Bryan Rogers Textiles & Faces

Bryan Rogers, an emerging artist, draws on influence from other painters, both colleagues and teachers. His style has been shaped by Folk Art and Outsider Art. His instinct draws him to paint the mundane as bizarre, morphing textile design and layering unexpected, sometimes macabre, elements.

While Bryan paints in a variety of formats and styles, he is consistently concerned with manipulating depth perception in his images. He is simultaneously flattens 3-D compositions with intricate patterning and shallow foreshortening while physically deepening the 2-D plane by synthesizing the frame. The painted assemblages using plastic dolls, fabrics and found objects deepen the picture plane to create a composed theatrical scene. These two styles are intentionally cropped to be contained within their frames; a departures from his previous work which was more open-ended and painterly.
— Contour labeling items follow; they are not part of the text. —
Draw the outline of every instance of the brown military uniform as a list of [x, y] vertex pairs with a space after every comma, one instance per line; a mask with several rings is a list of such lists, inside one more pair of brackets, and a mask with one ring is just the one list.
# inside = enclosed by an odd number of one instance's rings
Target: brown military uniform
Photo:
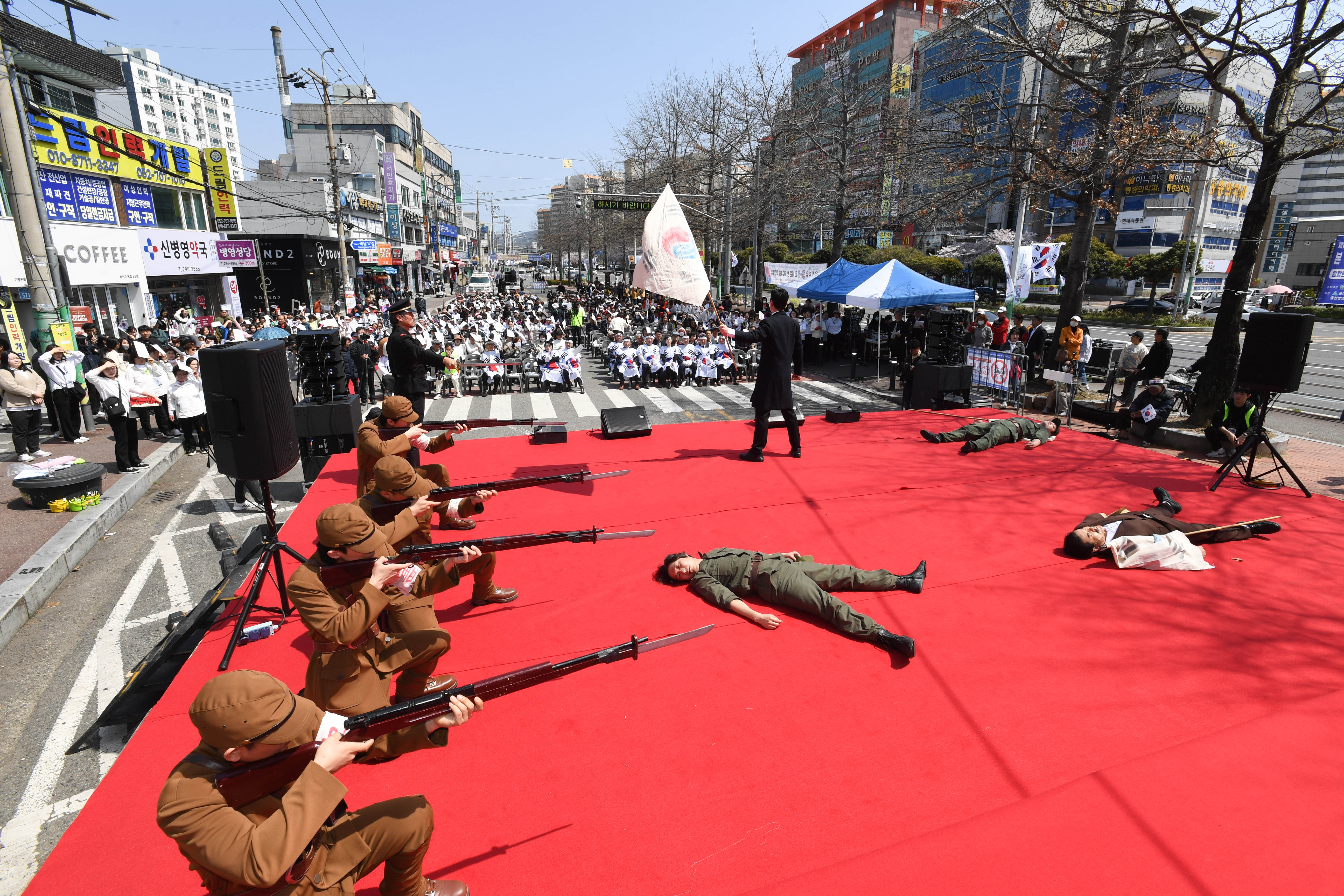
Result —
[[[402, 516], [396, 523], [405, 525]], [[433, 689], [430, 676], [450, 646], [448, 633], [434, 618], [434, 594], [458, 583], [457, 567], [434, 563], [421, 570], [405, 595], [391, 586], [379, 591], [368, 579], [328, 588], [319, 574], [324, 549], [349, 547], [375, 556], [391, 556], [394, 551], [372, 520], [352, 504], [329, 506], [317, 516], [317, 552], [294, 570], [286, 584], [313, 638], [304, 692], [308, 699], [323, 709], [353, 716], [390, 703], [394, 673], [401, 673], [399, 700], [419, 696], [426, 686]], [[395, 634], [378, 625], [384, 611]]]
[[[251, 670], [211, 680], [192, 703], [202, 742], [168, 775], [157, 822], [212, 896], [353, 893], [355, 883], [380, 864], [382, 896], [421, 896], [434, 884], [422, 875], [434, 832], [434, 810], [423, 797], [347, 811], [345, 786], [316, 762], [292, 785], [238, 809], [215, 787], [215, 774], [233, 767], [226, 750], [310, 743], [321, 716], [312, 701]], [[360, 760], [446, 744], [446, 728], [430, 735], [417, 724], [376, 739]], [[286, 875], [296, 883], [286, 884]]]
[[[366, 420], [355, 434], [356, 462], [359, 465], [359, 478], [355, 481], [355, 497], [362, 498], [374, 490], [374, 465], [384, 457], [406, 457], [411, 450], [411, 441], [405, 435], [398, 435], [386, 442], [378, 437], [378, 418]], [[453, 437], [449, 433], [439, 433], [429, 441], [426, 449], [430, 454], [442, 451], [453, 446]], [[426, 463], [415, 467], [415, 472], [433, 482], [437, 488], [446, 488], [448, 469], [442, 463]]]
[[[405, 458], [399, 457], [383, 458], [374, 465], [374, 485], [375, 488], [372, 492], [355, 502], [355, 506], [370, 514], [374, 506], [384, 502], [380, 492], [392, 492], [396, 494], [405, 494], [409, 498], [418, 498], [429, 494], [434, 489], [433, 482], [417, 474], [411, 469], [411, 465], [407, 463]], [[484, 504], [480, 504], [474, 498], [469, 497], [454, 501], [453, 505], [458, 517], [468, 517], [485, 509]], [[399, 521], [406, 513], [406, 510], [402, 510], [396, 520]], [[403, 533], [402, 529], [391, 531], [391, 524], [383, 527], [380, 531], [383, 531], [383, 535], [395, 551], [401, 551], [407, 544], [433, 544], [434, 539], [429, 532], [430, 516], [430, 513], [426, 513], [422, 517], [414, 517], [417, 519], [417, 528], [410, 532]], [[392, 555], [387, 553], [386, 556]], [[496, 594], [495, 563], [495, 553], [482, 553], [469, 563], [458, 563], [454, 567], [458, 578], [468, 575], [472, 576], [472, 598], [484, 599]], [[414, 613], [409, 613], [409, 610], [414, 609], [409, 595], [407, 598], [401, 598], [398, 595], [395, 603], [398, 604], [401, 618], [394, 618], [388, 625], [392, 631], [413, 631], [415, 629], [433, 629], [438, 626], [438, 618], [434, 617], [433, 596], [427, 600], [422, 600], [419, 604], [414, 604], [419, 607], [419, 610], [415, 610]]]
"I am fascinated with the transcended state of my sitters. I fade into the background to observe them in their natural setting," Bryan remarks while blushing. He notes that many of the subjects were reading books, watching TV, or engrossed in conversation. "When they ask for direction, I just tell them to 'be stillish,' whatever makes them comfortable." Their comfort nourishes his inspiration. He composes the primary elements swiftly, his mind completely free of the reoccurring textural palette. It is only when the form is complete that Bryan reflects and designs the surround to create a layered collage style.